It is time once again to wite up a post mortem for one of my Advanced Foss projects. For this development cycle I worked on a project called gitsniffer. Gitsnfifer was based on some scripts I developed a while back. The basic idea was that it is possible to extract a web sites source by finding an exposed .git directory hosted on their webserver. I blogged about this a while back. I’m happy to say that this project went way better than my previous one. I screwed up with sensenet, but this time I managed to get a good deal of work done. I also gave a lightning talk about packaging for docker.
The Good
For this project I got a lot done. I built a webscraper in python that uses BeuatifulSoup, Celery and RethinkDB to scrape hacker news for links, and then recursively process those sites looking for .git directories.

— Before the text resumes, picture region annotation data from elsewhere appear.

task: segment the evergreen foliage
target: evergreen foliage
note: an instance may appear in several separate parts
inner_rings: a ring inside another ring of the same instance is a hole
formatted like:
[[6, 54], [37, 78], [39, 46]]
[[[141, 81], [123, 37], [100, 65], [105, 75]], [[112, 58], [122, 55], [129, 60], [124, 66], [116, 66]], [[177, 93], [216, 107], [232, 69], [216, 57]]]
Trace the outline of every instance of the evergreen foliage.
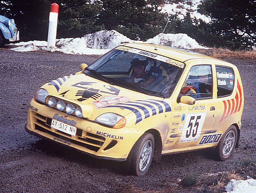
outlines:
[[255, 0], [205, 0], [199, 11], [212, 19], [211, 32], [222, 40], [218, 46], [251, 50], [256, 45]]

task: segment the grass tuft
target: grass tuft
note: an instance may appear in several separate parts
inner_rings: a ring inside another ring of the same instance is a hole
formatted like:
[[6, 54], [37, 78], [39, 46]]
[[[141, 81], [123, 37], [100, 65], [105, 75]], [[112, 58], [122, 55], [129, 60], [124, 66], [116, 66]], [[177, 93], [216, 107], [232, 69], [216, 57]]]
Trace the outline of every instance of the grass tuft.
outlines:
[[256, 51], [233, 51], [224, 48], [212, 48], [207, 49], [193, 49], [193, 51], [219, 59], [256, 59]]

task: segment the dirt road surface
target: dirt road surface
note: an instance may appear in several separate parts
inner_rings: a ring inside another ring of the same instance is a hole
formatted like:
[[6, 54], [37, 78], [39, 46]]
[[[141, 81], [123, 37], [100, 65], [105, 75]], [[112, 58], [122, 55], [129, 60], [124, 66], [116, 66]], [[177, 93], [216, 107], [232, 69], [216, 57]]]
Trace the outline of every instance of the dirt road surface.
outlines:
[[[0, 49], [0, 193], [161, 192], [187, 175], [230, 171], [242, 159], [256, 158], [253, 60], [227, 60], [239, 69], [245, 93], [240, 145], [232, 158], [217, 161], [206, 150], [166, 156], [139, 177], [124, 173], [121, 163], [93, 158], [25, 129], [30, 100], [39, 86], [79, 71], [80, 63], [90, 64], [97, 56], [8, 48]], [[255, 169], [247, 173], [256, 178]], [[174, 192], [205, 192], [196, 190]]]

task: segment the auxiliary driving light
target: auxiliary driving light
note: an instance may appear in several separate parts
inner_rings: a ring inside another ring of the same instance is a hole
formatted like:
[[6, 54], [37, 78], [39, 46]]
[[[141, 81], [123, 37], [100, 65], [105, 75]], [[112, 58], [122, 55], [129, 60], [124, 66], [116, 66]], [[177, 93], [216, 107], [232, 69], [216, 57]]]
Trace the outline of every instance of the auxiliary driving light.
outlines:
[[52, 108], [54, 107], [57, 103], [57, 99], [54, 97], [49, 97], [48, 99], [48, 106]]
[[83, 117], [82, 109], [80, 107], [77, 107], [76, 108], [76, 110], [75, 110], [75, 113], [76, 117]]
[[66, 106], [66, 112], [69, 114], [72, 114], [75, 111], [75, 107], [73, 104], [69, 103]]
[[59, 110], [62, 111], [66, 107], [66, 103], [61, 100], [59, 100], [57, 102], [57, 108]]

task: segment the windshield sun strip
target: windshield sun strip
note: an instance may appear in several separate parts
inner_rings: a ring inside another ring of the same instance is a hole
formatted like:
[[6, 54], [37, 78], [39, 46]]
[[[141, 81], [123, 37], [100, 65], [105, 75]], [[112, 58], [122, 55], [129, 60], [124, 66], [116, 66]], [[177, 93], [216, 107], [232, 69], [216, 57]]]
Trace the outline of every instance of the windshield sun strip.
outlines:
[[152, 53], [147, 51], [146, 51], [142, 50], [140, 50], [137, 48], [121, 46], [116, 48], [115, 49], [125, 51], [135, 54], [141, 55], [142, 56], [144, 56], [150, 58], [157, 59], [159, 61], [166, 63], [181, 68], [184, 68], [185, 66], [185, 64], [180, 61], [178, 61], [158, 54]]

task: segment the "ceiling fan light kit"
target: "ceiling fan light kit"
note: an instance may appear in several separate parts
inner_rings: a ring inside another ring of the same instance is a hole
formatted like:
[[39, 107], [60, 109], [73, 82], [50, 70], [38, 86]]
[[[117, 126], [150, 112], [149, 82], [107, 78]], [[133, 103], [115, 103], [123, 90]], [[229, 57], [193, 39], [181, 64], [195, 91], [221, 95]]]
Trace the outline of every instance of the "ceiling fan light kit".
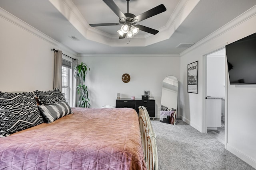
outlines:
[[122, 25], [117, 32], [119, 34], [119, 39], [124, 38], [127, 35], [127, 38], [130, 39], [136, 35], [139, 30], [155, 35], [159, 31], [141, 25], [135, 25], [137, 22], [141, 21], [153, 16], [157, 15], [166, 10], [166, 8], [162, 4], [153, 8], [138, 16], [129, 13], [129, 1], [127, 1], [127, 13], [124, 14], [119, 9], [113, 0], [102, 0], [106, 4], [119, 18], [119, 23], [105, 23], [89, 24], [92, 27], [101, 26]]

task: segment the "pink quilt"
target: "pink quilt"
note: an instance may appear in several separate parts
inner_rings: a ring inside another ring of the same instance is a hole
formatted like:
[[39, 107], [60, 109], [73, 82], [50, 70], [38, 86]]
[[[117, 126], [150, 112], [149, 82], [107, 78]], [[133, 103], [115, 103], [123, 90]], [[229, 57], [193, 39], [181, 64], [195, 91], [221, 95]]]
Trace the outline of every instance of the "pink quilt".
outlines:
[[0, 169], [146, 170], [132, 109], [74, 112], [0, 138]]

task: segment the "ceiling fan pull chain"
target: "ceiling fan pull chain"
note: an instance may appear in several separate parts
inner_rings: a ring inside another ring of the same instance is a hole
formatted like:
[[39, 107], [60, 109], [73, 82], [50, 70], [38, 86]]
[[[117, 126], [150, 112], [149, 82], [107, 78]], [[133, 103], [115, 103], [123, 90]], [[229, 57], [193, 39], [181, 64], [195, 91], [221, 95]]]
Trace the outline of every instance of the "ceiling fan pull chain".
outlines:
[[129, 13], [129, 1], [130, 0], [126, 0], [127, 1], [127, 13]]

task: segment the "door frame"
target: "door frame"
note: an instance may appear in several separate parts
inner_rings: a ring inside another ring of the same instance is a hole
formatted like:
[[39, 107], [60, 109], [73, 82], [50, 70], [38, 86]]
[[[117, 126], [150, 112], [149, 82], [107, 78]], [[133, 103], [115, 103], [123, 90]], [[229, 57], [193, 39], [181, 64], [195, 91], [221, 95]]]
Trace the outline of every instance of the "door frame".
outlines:
[[[214, 50], [212, 50], [209, 52], [206, 53], [205, 54], [202, 55], [202, 131], [203, 133], [207, 133], [207, 127], [206, 125], [207, 115], [206, 115], [206, 97], [207, 95], [207, 56], [219, 51], [220, 50], [225, 49], [225, 45], [222, 45]], [[225, 137], [224, 142], [225, 148], [226, 149], [227, 143], [228, 143], [228, 75], [227, 70], [227, 59], [226, 56], [225, 59]]]

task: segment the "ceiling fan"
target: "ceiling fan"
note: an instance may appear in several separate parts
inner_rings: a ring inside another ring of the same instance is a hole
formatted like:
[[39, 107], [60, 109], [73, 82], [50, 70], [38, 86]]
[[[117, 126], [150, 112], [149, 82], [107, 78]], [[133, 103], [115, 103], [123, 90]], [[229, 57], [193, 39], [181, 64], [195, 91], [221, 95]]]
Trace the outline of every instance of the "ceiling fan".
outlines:
[[127, 1], [127, 13], [124, 14], [113, 0], [102, 0], [104, 2], [119, 18], [119, 23], [105, 23], [89, 24], [92, 27], [101, 26], [122, 25], [121, 29], [117, 32], [120, 36], [119, 39], [124, 38], [127, 35], [127, 38], [131, 38], [138, 33], [140, 30], [155, 35], [159, 31], [149, 28], [141, 25], [136, 24], [137, 22], [143, 21], [153, 16], [159, 14], [166, 10], [166, 8], [162, 4], [158, 5], [151, 10], [146, 11], [138, 16], [129, 13], [129, 1]]

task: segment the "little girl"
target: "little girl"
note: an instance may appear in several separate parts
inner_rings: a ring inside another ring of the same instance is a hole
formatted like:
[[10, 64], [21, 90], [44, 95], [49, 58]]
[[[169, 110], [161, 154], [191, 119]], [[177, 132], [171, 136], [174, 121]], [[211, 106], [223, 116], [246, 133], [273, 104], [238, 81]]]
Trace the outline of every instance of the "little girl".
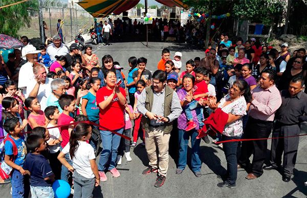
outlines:
[[96, 105], [96, 92], [100, 88], [100, 79], [98, 77], [90, 79], [91, 86], [89, 93], [82, 97], [81, 109], [84, 115], [89, 117], [90, 121], [99, 123], [99, 108]]
[[[4, 109], [2, 110], [2, 123], [4, 124], [6, 119], [8, 118], [16, 117], [18, 118], [20, 123], [20, 129], [23, 130], [28, 125], [28, 120], [26, 119], [21, 119], [18, 113], [19, 105], [17, 100], [12, 97], [6, 97], [2, 100], [2, 104]], [[3, 134], [6, 136], [7, 132], [4, 130]]]
[[[95, 186], [99, 185], [100, 178], [94, 148], [85, 142], [91, 135], [91, 125], [79, 123], [72, 131], [69, 143], [58, 157], [61, 163], [73, 172], [74, 197], [91, 197]], [[72, 166], [65, 159], [68, 153], [72, 160]]]
[[37, 98], [29, 97], [25, 101], [25, 109], [31, 111], [28, 116], [29, 125], [32, 129], [36, 127], [47, 127], [49, 120], [46, 118], [43, 111], [40, 110], [40, 105]]
[[74, 87], [76, 87], [78, 83], [81, 81], [81, 78], [83, 78], [82, 72], [80, 72], [81, 69], [80, 63], [78, 62], [74, 62], [72, 64], [72, 68], [73, 70], [69, 74], [69, 78], [72, 81], [72, 85]]
[[65, 76], [62, 77], [62, 79], [65, 82], [65, 89], [66, 90], [66, 93], [67, 93], [68, 94], [75, 96], [76, 88], [72, 85], [71, 79]]
[[[141, 119], [142, 118], [142, 114], [141, 114], [138, 111], [137, 109], [137, 103], [138, 103], [138, 98], [141, 95], [142, 91], [145, 89], [146, 87], [146, 83], [143, 80], [139, 80], [137, 82], [137, 91], [135, 93], [135, 104], [133, 107], [133, 111], [135, 112], [135, 127], [133, 130], [133, 143], [132, 143], [131, 147], [134, 148], [137, 145], [137, 142], [138, 141], [138, 135], [139, 133], [139, 130], [140, 129], [140, 126], [141, 125]], [[145, 131], [143, 130], [143, 143], [142, 145], [145, 145]]]

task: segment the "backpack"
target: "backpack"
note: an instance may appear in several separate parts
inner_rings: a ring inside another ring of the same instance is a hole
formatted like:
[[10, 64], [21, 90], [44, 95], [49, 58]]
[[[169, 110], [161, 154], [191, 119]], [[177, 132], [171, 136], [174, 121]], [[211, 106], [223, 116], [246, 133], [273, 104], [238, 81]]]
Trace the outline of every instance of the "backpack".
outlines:
[[13, 156], [11, 158], [11, 160], [13, 162], [15, 161], [15, 158], [18, 154], [18, 150], [16, 144], [14, 142], [13, 139], [10, 137], [9, 134], [8, 134], [3, 141], [0, 143], [0, 177], [3, 180], [9, 178], [12, 170], [13, 170], [13, 168], [9, 166], [4, 161], [4, 156], [5, 155], [4, 145], [7, 141], [10, 141], [13, 145]]

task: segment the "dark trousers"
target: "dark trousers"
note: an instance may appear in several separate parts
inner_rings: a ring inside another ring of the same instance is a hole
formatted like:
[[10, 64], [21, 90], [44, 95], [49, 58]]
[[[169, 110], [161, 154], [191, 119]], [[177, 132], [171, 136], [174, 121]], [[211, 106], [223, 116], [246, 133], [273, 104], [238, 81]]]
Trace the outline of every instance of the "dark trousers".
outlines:
[[[300, 129], [298, 125], [284, 126], [276, 122], [274, 126], [272, 136], [277, 137], [297, 135], [299, 135], [300, 132]], [[291, 177], [293, 175], [299, 140], [299, 136], [272, 140], [271, 163], [273, 166], [276, 167], [280, 166], [283, 152], [282, 166], [283, 174], [286, 176]]]
[[[222, 135], [222, 141], [233, 139], [239, 139], [239, 137], [229, 137]], [[227, 162], [227, 172], [226, 173], [226, 182], [228, 184], [234, 186], [237, 179], [238, 169], [237, 167], [236, 150], [238, 142], [225, 142], [223, 143], [223, 149]]]
[[[272, 121], [260, 120], [249, 116], [243, 138], [267, 138], [271, 133], [272, 124]], [[247, 166], [250, 163], [250, 157], [253, 154], [251, 172], [257, 177], [261, 176], [264, 173], [262, 167], [266, 159], [267, 147], [267, 140], [243, 141], [239, 163], [244, 166]]]

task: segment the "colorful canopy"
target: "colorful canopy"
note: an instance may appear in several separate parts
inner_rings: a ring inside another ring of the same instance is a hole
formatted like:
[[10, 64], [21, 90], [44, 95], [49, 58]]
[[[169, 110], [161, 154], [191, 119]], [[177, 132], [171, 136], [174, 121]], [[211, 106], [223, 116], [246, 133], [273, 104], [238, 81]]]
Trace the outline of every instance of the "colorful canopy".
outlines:
[[[178, 6], [188, 9], [188, 6], [181, 0], [156, 0], [167, 6]], [[78, 2], [81, 7], [94, 17], [105, 17], [112, 13], [120, 14], [130, 10], [139, 3], [140, 0], [83, 0]]]

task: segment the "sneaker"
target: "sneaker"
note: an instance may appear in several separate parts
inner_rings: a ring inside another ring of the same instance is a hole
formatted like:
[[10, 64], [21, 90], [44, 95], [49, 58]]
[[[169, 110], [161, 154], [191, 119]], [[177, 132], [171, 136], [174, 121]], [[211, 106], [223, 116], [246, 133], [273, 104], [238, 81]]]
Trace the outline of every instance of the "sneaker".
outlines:
[[121, 158], [122, 158], [122, 156], [121, 155], [118, 155], [117, 156], [117, 158], [116, 158], [116, 164], [117, 165], [121, 165]]
[[197, 127], [197, 126], [196, 125], [196, 123], [195, 123], [195, 122], [193, 121], [189, 121], [188, 122], [188, 126], [186, 128], [185, 131], [191, 131], [193, 129], [195, 129], [196, 128], [196, 127]]
[[126, 152], [125, 153], [125, 157], [126, 157], [126, 159], [127, 162], [130, 162], [132, 161], [132, 159], [131, 159], [131, 157], [130, 157], [130, 152]]
[[100, 177], [100, 181], [102, 182], [105, 182], [107, 180], [106, 176], [104, 173], [104, 171], [100, 171], [98, 172], [99, 177]]
[[132, 143], [132, 145], [131, 145], [131, 147], [133, 148], [134, 148], [136, 147], [136, 146], [137, 146], [137, 142], [133, 142], [133, 143]]
[[157, 181], [156, 181], [155, 185], [154, 185], [154, 186], [157, 188], [159, 188], [162, 186], [163, 184], [164, 184], [164, 182], [165, 182], [166, 179], [166, 178], [165, 177], [165, 176], [163, 176], [161, 175], [159, 175], [159, 176], [158, 176], [158, 178], [157, 178]]
[[114, 177], [115, 178], [118, 178], [119, 176], [120, 176], [120, 174], [119, 173], [118, 170], [117, 170], [116, 168], [114, 168], [110, 170], [110, 172], [111, 172], [111, 173], [113, 175], [113, 177]]
[[145, 170], [143, 170], [143, 172], [142, 172], [142, 174], [146, 175], [149, 175], [151, 172], [158, 172], [158, 168], [152, 168], [151, 167], [148, 167]]

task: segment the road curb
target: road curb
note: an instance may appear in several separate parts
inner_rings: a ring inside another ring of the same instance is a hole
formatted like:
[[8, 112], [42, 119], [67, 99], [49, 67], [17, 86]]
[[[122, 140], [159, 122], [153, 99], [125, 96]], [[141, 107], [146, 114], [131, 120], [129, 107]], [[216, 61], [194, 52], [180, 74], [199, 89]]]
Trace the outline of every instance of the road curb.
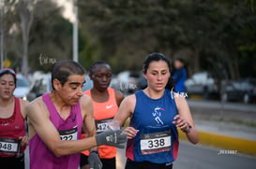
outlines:
[[[235, 150], [238, 153], [247, 153], [256, 155], [256, 141], [243, 139], [210, 132], [198, 131], [200, 135], [200, 144], [221, 148], [227, 150]], [[186, 134], [179, 130], [179, 138], [188, 140]]]

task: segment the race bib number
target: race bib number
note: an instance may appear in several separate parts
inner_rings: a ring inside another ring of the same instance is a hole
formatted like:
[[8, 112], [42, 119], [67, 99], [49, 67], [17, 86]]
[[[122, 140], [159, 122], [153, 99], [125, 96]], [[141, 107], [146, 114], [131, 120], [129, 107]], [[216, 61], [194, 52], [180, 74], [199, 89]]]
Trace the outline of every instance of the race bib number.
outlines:
[[61, 140], [77, 140], [77, 126], [72, 129], [59, 131], [59, 134]]
[[113, 121], [113, 119], [96, 120], [97, 133], [110, 130], [110, 123], [112, 121]]
[[143, 155], [169, 151], [171, 146], [171, 131], [146, 134], [141, 136], [141, 152]]
[[0, 152], [17, 154], [20, 151], [20, 148], [19, 139], [0, 138]]

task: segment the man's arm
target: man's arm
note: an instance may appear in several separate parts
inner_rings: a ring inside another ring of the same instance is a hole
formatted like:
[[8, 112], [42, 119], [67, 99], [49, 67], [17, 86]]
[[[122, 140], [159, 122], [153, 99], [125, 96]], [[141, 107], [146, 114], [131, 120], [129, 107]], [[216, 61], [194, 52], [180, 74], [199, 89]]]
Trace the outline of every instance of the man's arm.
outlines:
[[[49, 118], [46, 106], [41, 102], [34, 102], [28, 106], [29, 125], [38, 134], [45, 145], [57, 156], [81, 152], [97, 146], [96, 137], [86, 139], [62, 141], [54, 125]], [[30, 135], [30, 138], [33, 135]]]
[[[81, 109], [83, 117], [83, 131], [86, 137], [93, 136], [96, 134], [96, 124], [92, 100], [89, 96], [84, 95], [81, 103]], [[98, 150], [98, 148], [92, 148], [90, 150]]]

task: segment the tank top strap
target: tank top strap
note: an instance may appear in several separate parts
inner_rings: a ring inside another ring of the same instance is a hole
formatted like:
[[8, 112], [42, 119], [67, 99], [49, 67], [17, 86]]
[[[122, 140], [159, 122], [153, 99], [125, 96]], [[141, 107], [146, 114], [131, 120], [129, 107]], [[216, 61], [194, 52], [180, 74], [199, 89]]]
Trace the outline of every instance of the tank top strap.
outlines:
[[14, 116], [21, 116], [21, 118], [23, 118], [23, 120], [24, 120], [23, 116], [22, 115], [22, 111], [21, 111], [21, 104], [20, 104], [20, 99], [18, 97], [14, 97]]
[[109, 92], [109, 101], [116, 103], [114, 90], [112, 88], [108, 88], [108, 92]]

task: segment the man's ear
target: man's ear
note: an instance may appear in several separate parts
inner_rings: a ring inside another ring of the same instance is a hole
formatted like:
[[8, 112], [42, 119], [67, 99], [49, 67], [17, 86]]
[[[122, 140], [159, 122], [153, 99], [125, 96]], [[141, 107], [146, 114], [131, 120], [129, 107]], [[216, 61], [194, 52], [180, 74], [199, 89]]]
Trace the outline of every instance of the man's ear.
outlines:
[[60, 83], [60, 81], [57, 78], [54, 78], [53, 80], [53, 85], [55, 91], [59, 91], [60, 88], [61, 88], [61, 83]]

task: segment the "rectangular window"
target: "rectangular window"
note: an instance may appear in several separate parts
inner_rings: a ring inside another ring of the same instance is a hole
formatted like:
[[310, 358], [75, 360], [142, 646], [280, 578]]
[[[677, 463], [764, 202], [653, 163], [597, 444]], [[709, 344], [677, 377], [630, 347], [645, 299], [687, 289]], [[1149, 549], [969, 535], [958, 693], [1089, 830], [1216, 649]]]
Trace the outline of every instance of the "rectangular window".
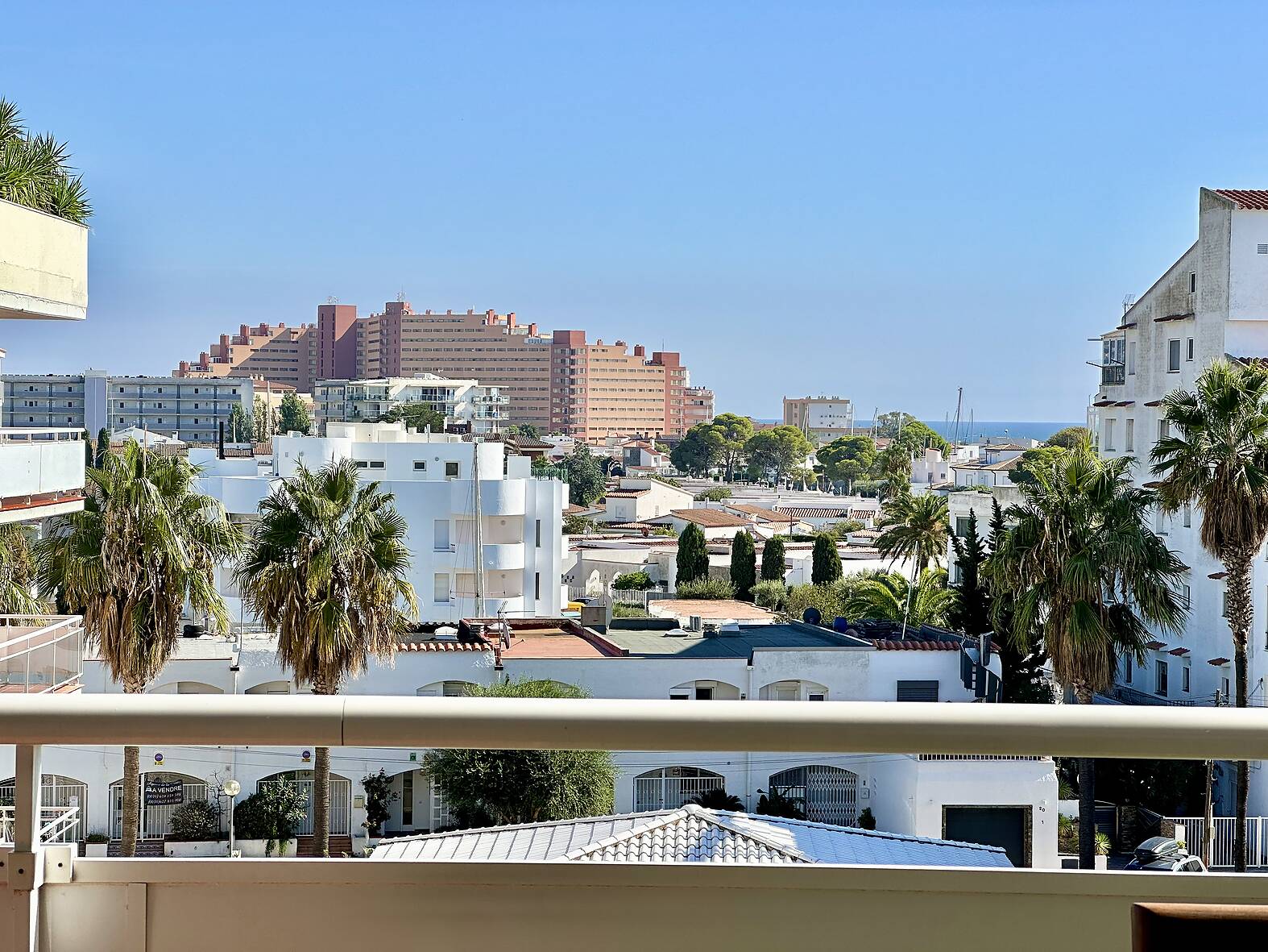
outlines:
[[938, 683], [936, 680], [900, 680], [898, 683], [899, 701], [937, 701]]

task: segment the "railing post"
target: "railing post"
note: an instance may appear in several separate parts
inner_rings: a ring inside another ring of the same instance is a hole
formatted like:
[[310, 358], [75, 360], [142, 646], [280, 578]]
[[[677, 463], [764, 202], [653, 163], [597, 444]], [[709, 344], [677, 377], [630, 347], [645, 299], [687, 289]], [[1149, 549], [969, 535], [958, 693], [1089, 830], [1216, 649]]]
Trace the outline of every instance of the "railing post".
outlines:
[[36, 952], [38, 942], [39, 883], [43, 881], [43, 850], [39, 845], [41, 755], [37, 744], [19, 744], [14, 778], [13, 852], [9, 890], [13, 904], [10, 948]]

The scarper works well and will index sites at a pretty good pace.
The Meh
I didn’t get around to writing a fancy web interface for the project. I’m a little sad about this but I plan to keep working on gitsniffer so I’ll write the website eventually.
The Bad
The scraper is pretty dumb, and very aggressive. If it finds a link on hackernews it will not stop until it has checked every single link on that domain. This is not ideal since there are many sites that we can just ignore. I’m planning on adding some smarts to the system later on. Write now it just has a hard coded list of domains it should avoid.
Wrapping up
Over all I’m pretty pleased with how gitsniffer turned out. The scraping backend is now a solid platform to build on. I plan on continuing to work on this and expand it so that it will run on its own and notify people of potentially vulnerable .git directories.